Илья Сергеевич улыбается, посматривая, как для него наполняют новый – третий – бокал. Глядя на него, начинаешь задумываться, что такими темпами он выпьет 5, еще не дойдя до середины рассказа. А пиво не лучшим образом влияет на его память.

- Нинкин сынишка имел сеть ресторанов быстрого питания в Америке. Ты представляешь это? В те-то годы вырваться в Америку и открыть там бизнес? Он начал травить их еще раньше, чем они открыли у нас свой первый Макдональдс. Удивлен, что я знаю название этого бесплатного туалета? Ну, малец, я в Москве бывал не однократно, а там не везде есть кустик, за который можно сходить.

- Дед, ты не отвлекайся.

- Гляди-ка, числа он помнит, а что это произошло в восемьдесят первом – нет.

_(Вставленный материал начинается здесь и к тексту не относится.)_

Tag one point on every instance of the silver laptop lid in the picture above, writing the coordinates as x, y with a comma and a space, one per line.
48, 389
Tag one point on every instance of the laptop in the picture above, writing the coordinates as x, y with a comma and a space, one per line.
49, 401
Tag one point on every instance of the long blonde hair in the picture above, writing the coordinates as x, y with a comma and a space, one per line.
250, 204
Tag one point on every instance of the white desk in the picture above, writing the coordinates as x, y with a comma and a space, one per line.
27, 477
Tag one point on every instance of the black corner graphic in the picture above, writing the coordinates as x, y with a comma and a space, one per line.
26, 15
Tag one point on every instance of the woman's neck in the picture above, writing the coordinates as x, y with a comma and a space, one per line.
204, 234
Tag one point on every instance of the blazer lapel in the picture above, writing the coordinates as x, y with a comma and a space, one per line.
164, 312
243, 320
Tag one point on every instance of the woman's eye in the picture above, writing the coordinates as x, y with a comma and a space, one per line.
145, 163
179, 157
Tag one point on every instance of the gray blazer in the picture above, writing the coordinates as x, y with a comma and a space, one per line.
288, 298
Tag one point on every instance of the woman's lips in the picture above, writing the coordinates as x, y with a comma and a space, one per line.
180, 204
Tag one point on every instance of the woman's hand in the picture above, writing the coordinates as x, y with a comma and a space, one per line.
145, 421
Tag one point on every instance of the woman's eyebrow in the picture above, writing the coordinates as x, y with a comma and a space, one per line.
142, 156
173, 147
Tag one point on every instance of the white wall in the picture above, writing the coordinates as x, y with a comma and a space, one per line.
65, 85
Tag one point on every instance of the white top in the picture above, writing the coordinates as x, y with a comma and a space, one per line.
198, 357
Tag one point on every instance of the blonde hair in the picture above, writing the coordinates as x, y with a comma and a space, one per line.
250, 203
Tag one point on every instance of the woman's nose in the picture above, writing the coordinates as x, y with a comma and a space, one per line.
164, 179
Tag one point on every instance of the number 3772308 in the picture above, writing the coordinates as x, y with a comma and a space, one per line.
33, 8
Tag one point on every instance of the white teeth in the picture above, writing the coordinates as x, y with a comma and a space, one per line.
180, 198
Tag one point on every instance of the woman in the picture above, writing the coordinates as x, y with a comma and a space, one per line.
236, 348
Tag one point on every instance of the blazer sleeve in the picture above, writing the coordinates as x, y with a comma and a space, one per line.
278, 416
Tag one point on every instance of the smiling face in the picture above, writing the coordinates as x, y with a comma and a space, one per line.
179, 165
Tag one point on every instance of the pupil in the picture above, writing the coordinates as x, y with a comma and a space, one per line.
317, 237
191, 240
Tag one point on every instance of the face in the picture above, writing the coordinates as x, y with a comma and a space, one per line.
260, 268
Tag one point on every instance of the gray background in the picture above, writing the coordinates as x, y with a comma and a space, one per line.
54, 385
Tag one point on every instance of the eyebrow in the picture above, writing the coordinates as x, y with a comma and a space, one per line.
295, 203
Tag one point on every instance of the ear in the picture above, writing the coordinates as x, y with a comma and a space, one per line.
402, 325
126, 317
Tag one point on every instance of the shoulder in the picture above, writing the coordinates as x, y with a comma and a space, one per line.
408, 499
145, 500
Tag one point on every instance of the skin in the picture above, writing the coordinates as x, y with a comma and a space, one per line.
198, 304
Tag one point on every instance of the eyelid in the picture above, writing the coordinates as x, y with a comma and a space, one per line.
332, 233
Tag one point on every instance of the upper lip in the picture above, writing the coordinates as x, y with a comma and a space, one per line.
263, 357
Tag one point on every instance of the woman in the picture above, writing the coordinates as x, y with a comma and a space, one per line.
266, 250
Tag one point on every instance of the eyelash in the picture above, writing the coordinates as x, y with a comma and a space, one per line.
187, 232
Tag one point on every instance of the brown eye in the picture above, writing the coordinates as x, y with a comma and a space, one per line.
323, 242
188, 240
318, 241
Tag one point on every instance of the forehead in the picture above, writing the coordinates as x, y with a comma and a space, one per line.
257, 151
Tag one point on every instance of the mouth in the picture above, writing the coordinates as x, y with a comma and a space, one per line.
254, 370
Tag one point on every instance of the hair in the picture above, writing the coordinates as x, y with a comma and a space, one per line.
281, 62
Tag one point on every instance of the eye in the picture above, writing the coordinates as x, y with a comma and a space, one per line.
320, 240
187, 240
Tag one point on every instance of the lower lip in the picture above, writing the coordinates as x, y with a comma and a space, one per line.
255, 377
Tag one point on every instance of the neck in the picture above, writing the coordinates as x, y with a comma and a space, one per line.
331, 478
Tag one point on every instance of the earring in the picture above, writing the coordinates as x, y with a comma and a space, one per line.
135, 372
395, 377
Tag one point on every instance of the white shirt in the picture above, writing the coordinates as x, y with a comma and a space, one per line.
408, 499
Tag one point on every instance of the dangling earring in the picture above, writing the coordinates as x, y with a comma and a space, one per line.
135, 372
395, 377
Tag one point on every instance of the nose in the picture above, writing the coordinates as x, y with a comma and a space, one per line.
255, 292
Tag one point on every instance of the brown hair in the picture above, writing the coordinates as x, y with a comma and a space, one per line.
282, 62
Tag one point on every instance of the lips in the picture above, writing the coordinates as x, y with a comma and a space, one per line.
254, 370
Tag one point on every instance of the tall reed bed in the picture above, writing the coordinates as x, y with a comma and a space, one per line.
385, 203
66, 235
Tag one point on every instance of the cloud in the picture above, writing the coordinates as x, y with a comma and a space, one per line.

- Я обвернул подарок бумагой, обвязал пестрой ленточкой и не забыл завязать ее бантиком. Чистое небо не пятнало ни одно даже самое невинное полупрозрачное облачко. Солнце палило. Короче был обычный жаркий августовский день. Кх-кх. Я закурил и вышел на улицу. Мурзик валялся в пыли около дороги. Грелся, нежился, мурлыкал, попукивал, зевал, вылизывался, чесался – в общем, занимался рутинными кошачьими обязанностями. Глядя на него, я невольно улыбнулся. Впервые это существо показалось мне милым. Если быть более точным, то в первый и последний раз. Он извивался лежа на спине, открыв свой живот для солнца.

Хочешь – верь мне, а хочешь – не верь, но я видел, как ему на мордочку упала черная капля. Точно птичья какашка, только черная как смола. И точно на розовый кончик носа.

Мурзик заверещал, будто невидимая машина переехала ему хвост и задние лапы. А в следующую секунду, он начал лупить себя по морде. Хо-тел, видимо, стереть каплю. В соседних дворах залаяли собаки. Я хотел было подойти и помочь ему, но он вскочил со своего пыльного ложе и умчался домой.

Нина сказала, что Мурзик спрятался под кровать, и что пытаться его сейчас достать оттуда – себе дороже. Поцарапает, укусит. Потом она спросила, не видел ли я, чего именно так испугался ее любимец? Я пересказал ей увиденное мной. Правда тогда речь о черной капле не шла. Просто воробушек сбросил «бомбу» на потенциального убийцу, вот и все.

Я вручил ей картину, после чего мы сели пить чай с пирожными, не обращая внимания на шипение из-под кровати.

Что касается моего подарка – Нина была в восторге.

Вот собственно мы и подошли к печальным событиям того времени. – Он одним глотком вливает в себя остаток пива, после чего тянется за следующим бокалом. – Знаешь, почему я никогда не соглашусь с этим болваном и с его восемьдесят первым годом?

Тут даже отвечать не нужно. Просто мотаешь головой из стороны в сторону.